I often read Sarah, Marty, and Dorothy's blogs and realize that the challenges that they face with their children are much more difficult than our current walk with Little Miss.  But, that does not diminish the fact that the rages we deal with ... the heart locked away as if in concrete ... the hateful words said ... are HARD.  


I am very concerned about the long-term parenting of Little Miss, as I have watched the escalation of problems that Sarah has had with S. over the past 5 years.  Little Miss' rages are increasing in frequency and in intensity.  The physical strength that her little body produces during a rage is ... in one word ... SCARY.  (How can a skinny little peanut produce such anger and strength?)  The hitting, kicking, screaming, head pounding into Papa's chest ... for. two. hours. straight. ... are so sad to watch.  The anger and yelling when we calmly pray for her are unnerving.  Why, oh why, does she not want us to call out to the LORD on her behalf?  Yet, we continue to pray.  We continue to love.  We continue to rely on the Lord's strength as we parent each and every one of our 12 children.

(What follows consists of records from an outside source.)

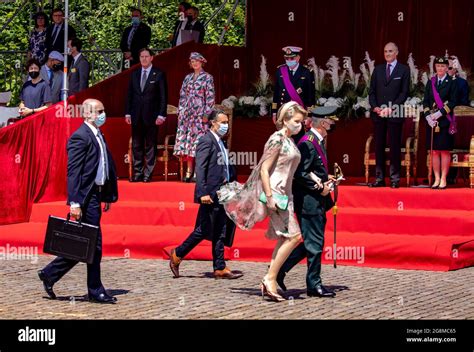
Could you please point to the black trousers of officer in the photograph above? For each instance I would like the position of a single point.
(395, 139)
(210, 224)
(91, 214)
(144, 139)
(312, 230)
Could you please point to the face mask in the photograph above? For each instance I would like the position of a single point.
(100, 120)
(33, 74)
(294, 128)
(291, 63)
(223, 128)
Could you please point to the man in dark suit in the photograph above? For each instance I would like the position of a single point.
(389, 87)
(135, 37)
(145, 110)
(298, 87)
(55, 33)
(180, 23)
(91, 179)
(193, 23)
(212, 171)
(312, 200)
(79, 68)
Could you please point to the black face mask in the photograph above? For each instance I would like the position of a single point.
(33, 74)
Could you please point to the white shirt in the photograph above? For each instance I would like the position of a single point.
(392, 66)
(183, 26)
(224, 151)
(100, 177)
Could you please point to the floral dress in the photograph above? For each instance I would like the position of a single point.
(196, 99)
(241, 202)
(37, 45)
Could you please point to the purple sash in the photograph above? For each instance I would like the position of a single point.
(439, 103)
(318, 149)
(289, 86)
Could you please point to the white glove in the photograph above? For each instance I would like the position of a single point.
(436, 115)
(430, 121)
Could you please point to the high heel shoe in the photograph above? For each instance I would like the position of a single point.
(272, 295)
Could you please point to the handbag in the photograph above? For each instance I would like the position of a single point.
(281, 200)
(73, 240)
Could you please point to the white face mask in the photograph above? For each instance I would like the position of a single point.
(294, 128)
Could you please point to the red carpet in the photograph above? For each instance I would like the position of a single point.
(404, 229)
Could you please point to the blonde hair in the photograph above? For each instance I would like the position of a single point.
(287, 111)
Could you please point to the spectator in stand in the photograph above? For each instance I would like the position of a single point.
(35, 95)
(79, 70)
(55, 33)
(134, 38)
(37, 40)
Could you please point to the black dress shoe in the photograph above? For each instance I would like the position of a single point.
(321, 291)
(103, 298)
(281, 281)
(47, 284)
(136, 179)
(378, 183)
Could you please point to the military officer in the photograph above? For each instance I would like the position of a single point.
(441, 95)
(312, 200)
(293, 81)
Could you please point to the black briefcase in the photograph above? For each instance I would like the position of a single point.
(73, 240)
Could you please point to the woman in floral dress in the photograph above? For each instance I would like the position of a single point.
(37, 40)
(196, 101)
(273, 176)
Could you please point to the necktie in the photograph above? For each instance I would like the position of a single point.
(143, 81)
(106, 161)
(221, 144)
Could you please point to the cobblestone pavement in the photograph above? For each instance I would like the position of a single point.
(145, 289)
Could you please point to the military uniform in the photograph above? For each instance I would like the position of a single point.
(442, 140)
(310, 208)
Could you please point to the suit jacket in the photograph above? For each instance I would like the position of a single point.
(56, 85)
(78, 75)
(394, 91)
(57, 45)
(449, 95)
(150, 103)
(308, 200)
(303, 81)
(199, 27)
(83, 162)
(210, 170)
(141, 39)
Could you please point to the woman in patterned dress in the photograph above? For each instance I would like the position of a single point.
(196, 101)
(37, 45)
(273, 175)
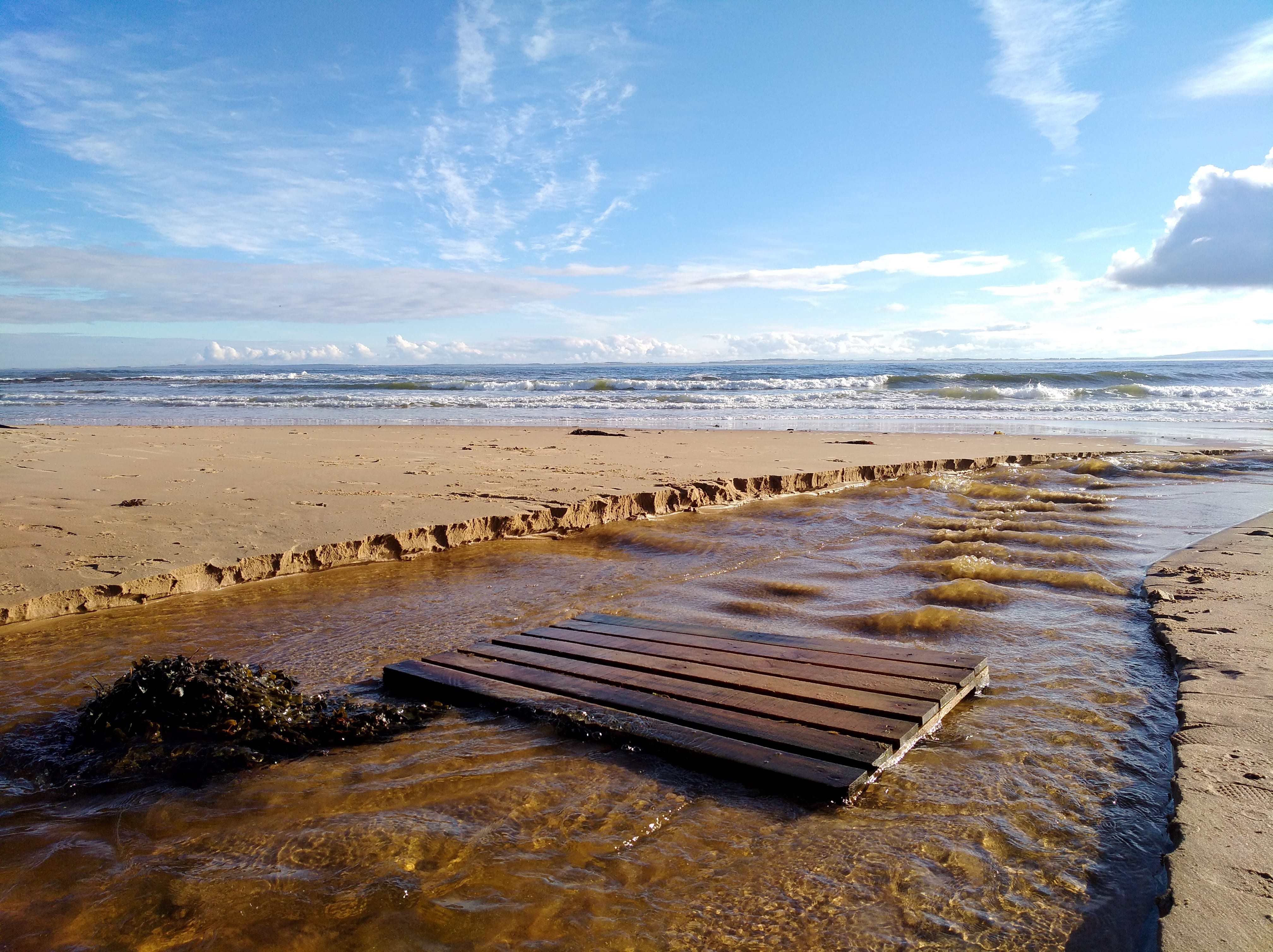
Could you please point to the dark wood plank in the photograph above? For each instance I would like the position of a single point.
(870, 726)
(920, 656)
(930, 674)
(792, 737)
(721, 657)
(851, 699)
(414, 676)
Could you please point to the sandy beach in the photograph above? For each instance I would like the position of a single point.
(1211, 606)
(105, 516)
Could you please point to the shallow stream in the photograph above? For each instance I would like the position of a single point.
(1034, 819)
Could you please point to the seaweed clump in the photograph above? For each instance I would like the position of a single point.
(191, 720)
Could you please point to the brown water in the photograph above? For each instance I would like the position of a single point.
(1034, 819)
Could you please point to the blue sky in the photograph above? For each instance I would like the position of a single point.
(391, 182)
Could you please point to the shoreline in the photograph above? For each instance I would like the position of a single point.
(1220, 874)
(105, 517)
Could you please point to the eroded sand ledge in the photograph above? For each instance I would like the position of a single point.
(1212, 608)
(249, 503)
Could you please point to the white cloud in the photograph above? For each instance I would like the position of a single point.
(571, 350)
(216, 353)
(193, 152)
(1063, 291)
(1039, 41)
(822, 278)
(577, 270)
(1108, 232)
(512, 154)
(221, 153)
(474, 62)
(50, 286)
(1220, 235)
(1247, 68)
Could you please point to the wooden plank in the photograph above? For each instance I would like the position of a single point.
(824, 661)
(918, 656)
(800, 671)
(787, 736)
(850, 699)
(870, 726)
(413, 676)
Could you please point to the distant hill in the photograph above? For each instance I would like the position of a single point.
(1215, 355)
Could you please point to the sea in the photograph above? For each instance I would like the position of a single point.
(1162, 400)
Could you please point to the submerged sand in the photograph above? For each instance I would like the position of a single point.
(1212, 608)
(97, 517)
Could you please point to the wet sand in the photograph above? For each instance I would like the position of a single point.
(1212, 605)
(100, 517)
(1036, 819)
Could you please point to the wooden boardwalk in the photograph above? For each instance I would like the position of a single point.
(810, 712)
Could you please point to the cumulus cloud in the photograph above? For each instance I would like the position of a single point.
(573, 350)
(58, 286)
(216, 353)
(1039, 41)
(1220, 235)
(1247, 68)
(822, 278)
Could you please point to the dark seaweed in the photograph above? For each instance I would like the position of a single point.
(188, 721)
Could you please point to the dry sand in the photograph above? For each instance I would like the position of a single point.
(1212, 608)
(227, 504)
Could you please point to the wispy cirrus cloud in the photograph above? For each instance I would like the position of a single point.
(515, 151)
(60, 286)
(577, 270)
(820, 278)
(1247, 68)
(361, 161)
(1039, 43)
(184, 148)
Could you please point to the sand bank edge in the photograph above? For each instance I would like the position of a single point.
(1221, 870)
(415, 543)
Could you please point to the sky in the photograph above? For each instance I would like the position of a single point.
(665, 181)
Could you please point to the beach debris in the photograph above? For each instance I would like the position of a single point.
(189, 721)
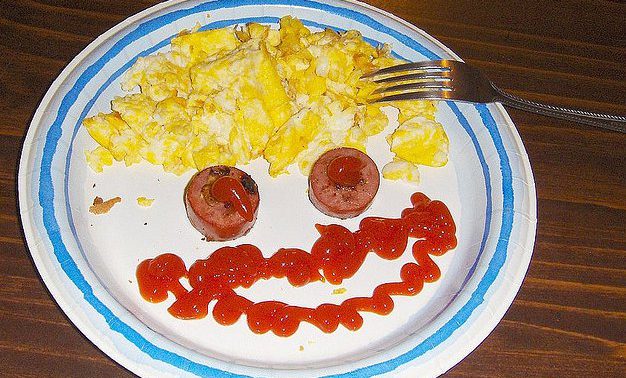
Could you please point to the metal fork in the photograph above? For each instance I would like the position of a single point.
(454, 80)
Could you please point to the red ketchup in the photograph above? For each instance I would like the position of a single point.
(336, 255)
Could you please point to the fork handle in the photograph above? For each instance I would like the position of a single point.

My heart breaks for Sarah and Marty and Dorothy ... and for their families.  But, it also understands.  I know the pain of parenting two children with RAD.  I know the heartbreak of disrupting an adoption.  I know the hopelessness ... the always wondering if this child will EVER know what it means to love and be loved.  I am walking this walk right alongside my three friends, and it is a very difficult and lonely journey to walk.  I am so thankful for these 3 friends, who have chosen to be transparent ... who have chosen to share their stories ... who are willing to walk through judgement from others, in order to let the truth be known.






Last week I wrote a post about "Who am I?"   Obviously, I am a different woman than I was 3 years ago.  No one could walk through the trials that Sarah, and Marty, and Dorothy and I have walked through without being changed.  We all pray that the Lord will use our heartache ... our brokenness ... our trials ... for His glory ... His purposes ... His will.